# Escambia 3-23-12



## Bbagwell (Mar 10, 2010)

Wanted to hit the river this weekend, but apparently the wife has better things for me to do. So I went today and everyone is happy. Got off work early and put in at Beck around 3:30 and didn't even make it to the main river. The water was up a little with all the rain, which i expected, so i started by flippin a jig into some flooded areas. got nothing. then I hit a few deep humps and ledges that typically hold fish in the winter months and after a storm front. well the fish were there but I couldn't hook up. plenty of bites but they were just pecking. broke off four jigs and a drop shot and decided to change my approach.

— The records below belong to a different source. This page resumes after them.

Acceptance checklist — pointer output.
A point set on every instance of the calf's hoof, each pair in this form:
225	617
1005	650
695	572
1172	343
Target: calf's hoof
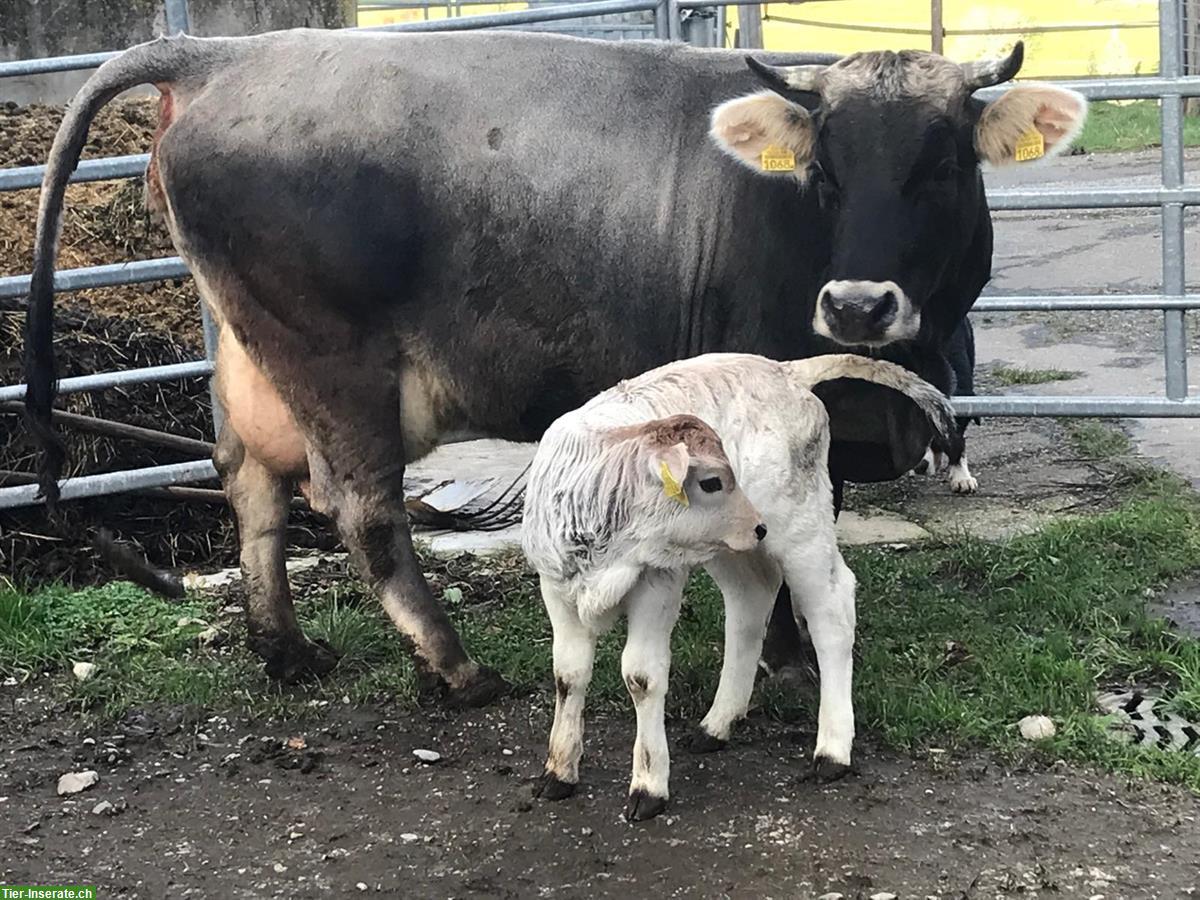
642	805
484	688
550	787
701	742
826	769
294	659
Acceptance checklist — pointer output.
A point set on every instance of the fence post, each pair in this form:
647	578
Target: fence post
750	27
1175	351
936	27
179	21
178	18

Talked to a couple guys throwin weightless trick worms and said they had caught a few. Tried it for a while but with my truncated time frame i didnt have the patience. A great tactic though, one of my best go to's on hard days. So i moved down Becks Lake a bit throwing a Buzz Bait. I figured with the warming water temps, overcast skies and dark approaching, might be a good move. Caught one nice bass. 3.5 to 4 lbs. She was FAT! Definitely been off the bed for a while and feeding like crazy. had a few cotton fish grab at the buzz but the bass was the only one boated. not a bad evening, wish i could have had a few more fish but at least i got my fishing in for the weekend.:thumbsup:


----------



## nojerseydevil (Jan 23, 2009)

Oh yeah. Good report.

NJD


----------



## fishn4fun (May 11, 2008)

Nice fish!!!


----------



## jstblsd (Jul 6, 2010)

Nice catch!


----------



## N!cky (Jul 28, 2009)

Good Job... :thumbup: I saw one cruising about that size in there RIGHT by the launch in becks the other day bream fishing...


----------